Deuxième parole d’obligation : Honore ton père et ta mère, afin d’avoir longue vie. Alors, là, il faudrait franchement bien plus de temps que je n’en ai pour la commenter car il est tellement important de bien la comprendre. D’abord cette parole qui nous oblige vis-à-vis de nos parents rappelle que la vie est un don et que, ceux qui nous ont fait ce don, même s’ils ont été très défaillants par la suite, ont été dans ce moment image de Dieu qui est la source de la vie, source de tout don. Très bien, mais, notamment quand les parents vieillissent, cette parole donne beaucoup de scrupules aux enfants qui ne savent comment honorer cette parole qui leur demande justement d’honorer leurs parents. Et la difficulté est décuplée pour ceux qui ont eu des parents maltraitants ou défaillants, non-aimants. Comment respecter le commandement qui demande d’honorer des parents qui nous ont tant blessés ?
La traduction littérale de l’hébreu peut nous aider à comprendre le sens de cette parole et nous ouvrir des pistes pour la mettre en œuvre. L’hébreu dit, littéralement : Alourdis ton père et ta mère.

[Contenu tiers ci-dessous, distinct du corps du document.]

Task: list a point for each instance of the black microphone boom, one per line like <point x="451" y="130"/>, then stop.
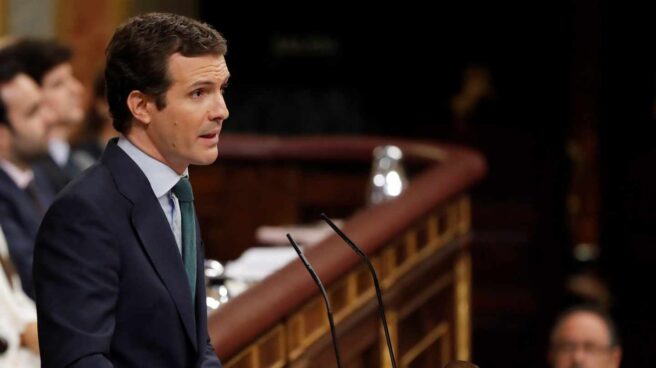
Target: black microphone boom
<point x="381" y="307"/>
<point x="316" y="279"/>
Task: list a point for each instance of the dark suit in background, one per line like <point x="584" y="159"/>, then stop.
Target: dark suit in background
<point x="109" y="277"/>
<point x="21" y="211"/>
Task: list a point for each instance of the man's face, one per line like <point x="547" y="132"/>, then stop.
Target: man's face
<point x="64" y="93"/>
<point x="29" y="116"/>
<point x="186" y="131"/>
<point x="583" y="341"/>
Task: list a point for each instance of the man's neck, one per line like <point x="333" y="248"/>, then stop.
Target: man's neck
<point x="141" y="141"/>
<point x="60" y="131"/>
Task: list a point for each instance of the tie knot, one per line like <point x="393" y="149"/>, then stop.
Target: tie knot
<point x="183" y="191"/>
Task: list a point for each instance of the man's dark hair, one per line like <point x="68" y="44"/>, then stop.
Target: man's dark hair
<point x="138" y="54"/>
<point x="37" y="57"/>
<point x="592" y="309"/>
<point x="8" y="71"/>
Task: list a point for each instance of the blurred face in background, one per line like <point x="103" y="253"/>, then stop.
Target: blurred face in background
<point x="30" y="119"/>
<point x="582" y="340"/>
<point x="64" y="93"/>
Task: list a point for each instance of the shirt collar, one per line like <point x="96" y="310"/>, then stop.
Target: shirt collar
<point x="59" y="150"/>
<point x="21" y="177"/>
<point x="161" y="177"/>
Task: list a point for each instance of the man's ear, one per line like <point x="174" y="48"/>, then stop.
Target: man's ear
<point x="138" y="104"/>
<point x="5" y="139"/>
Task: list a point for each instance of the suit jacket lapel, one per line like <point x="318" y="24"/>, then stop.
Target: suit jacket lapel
<point x="153" y="232"/>
<point x="159" y="244"/>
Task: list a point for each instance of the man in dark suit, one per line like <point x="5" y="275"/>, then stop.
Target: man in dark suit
<point x="118" y="264"/>
<point x="24" y="195"/>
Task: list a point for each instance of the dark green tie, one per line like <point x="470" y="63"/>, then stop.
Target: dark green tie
<point x="185" y="196"/>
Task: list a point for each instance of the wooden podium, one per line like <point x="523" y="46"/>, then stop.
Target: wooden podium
<point x="417" y="242"/>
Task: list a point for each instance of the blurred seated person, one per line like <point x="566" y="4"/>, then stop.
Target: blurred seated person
<point x="48" y="63"/>
<point x="18" y="330"/>
<point x="98" y="128"/>
<point x="585" y="336"/>
<point x="24" y="193"/>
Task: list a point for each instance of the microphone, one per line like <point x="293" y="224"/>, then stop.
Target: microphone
<point x="381" y="307"/>
<point x="316" y="279"/>
<point x="460" y="364"/>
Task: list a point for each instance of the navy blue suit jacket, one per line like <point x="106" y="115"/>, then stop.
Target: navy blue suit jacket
<point x="20" y="218"/>
<point x="110" y="282"/>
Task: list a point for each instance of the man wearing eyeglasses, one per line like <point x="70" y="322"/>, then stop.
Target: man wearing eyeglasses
<point x="585" y="337"/>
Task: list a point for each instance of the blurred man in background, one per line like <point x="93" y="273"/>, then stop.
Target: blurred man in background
<point x="585" y="337"/>
<point x="49" y="64"/>
<point x="25" y="195"/>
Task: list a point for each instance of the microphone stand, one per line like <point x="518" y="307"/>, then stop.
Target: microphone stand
<point x="381" y="307"/>
<point x="316" y="279"/>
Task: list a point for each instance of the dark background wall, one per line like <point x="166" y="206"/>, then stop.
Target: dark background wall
<point x="561" y="73"/>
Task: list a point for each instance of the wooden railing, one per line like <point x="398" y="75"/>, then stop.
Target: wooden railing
<point x="418" y="244"/>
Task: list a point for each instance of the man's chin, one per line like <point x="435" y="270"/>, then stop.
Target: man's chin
<point x="206" y="159"/>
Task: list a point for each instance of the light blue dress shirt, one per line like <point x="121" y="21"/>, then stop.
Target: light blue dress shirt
<point x="162" y="179"/>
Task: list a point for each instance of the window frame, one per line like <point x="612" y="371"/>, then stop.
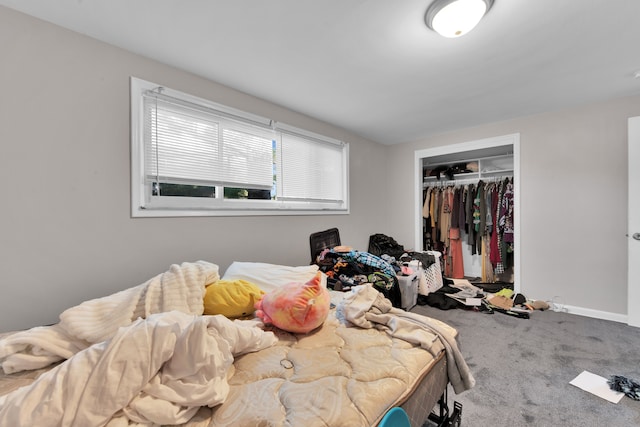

Comment comprendre cela ? Alourdis ton père et ta mère, ça signifie que tu ne dois pas chercher à alléger tout le poids qu’ils ont à porter. Certes, il est bien évident que lorsqu’ils sont devenus fragiles, tu dois chercher à alléger leurs misères physiques. Mais tu ne dois pas chercher à alléger leurs misères morales en prenant tout sur toi car toi, tu vas t’alourdir d’un poids considérable et eux, de toutes façons, n’auront pas été allégés. S’ils t’ont fait du mal à toi ou à d’autres, pour qu’ils puissent partir tranquillement, il faudra qu’ils reconnaissent ce mal et qu’ils en demandent pardon. Tant que ça ne sera pas fait, ils auront un gros poids sur la conscience. Or, ce poids, tu ne peux pas le porter à leur place, encore une fois, il alourdirait considérablement ta vie sans les décharger, eux. Alourdis ton père et ta mère, ça signifie donc : aide ton père et ta mère à porter ce poids qu’eux-seuls doivent porter et aide-les surtout, autant que tu le peux à se décharger de ce poids en faisant les démarches qui s’imposent. Avec plus de temps, je pourrai montrer que ce terme d’alourdir vient de l’histoire de Joseph et ses frères dans le livre de la Genèse. Dans cette histoire, le père, Jacob, n’est pas tout blanc et l’un de ses fils, Juda, va « alourdir » son père en l’invitant à porter le poids de sa responsabilité dans cette histoire sans refiler ce poids à ses fils qui n’ont pas à le porter. Ils ont un poids de responsabilité, eux aussi, mais ils n’ont pas à porter celui que, seul, leur père peut et doit porter s’il veut en être libéré.
Et cette attitude sera le plus beau cadeau que vous puissiez faire à vos parents car c’est ainsi qu’ils pourront partir en paix, le moment venu.
Merci pour ta Parole, Seigneur, qui nous aide si bien à vivre !
Merci à vous pour cette explication du « honore ton père et ta mère »
C’est la 1e fois que je trouve une explication opérationnelle et déculpabilisante à la fois.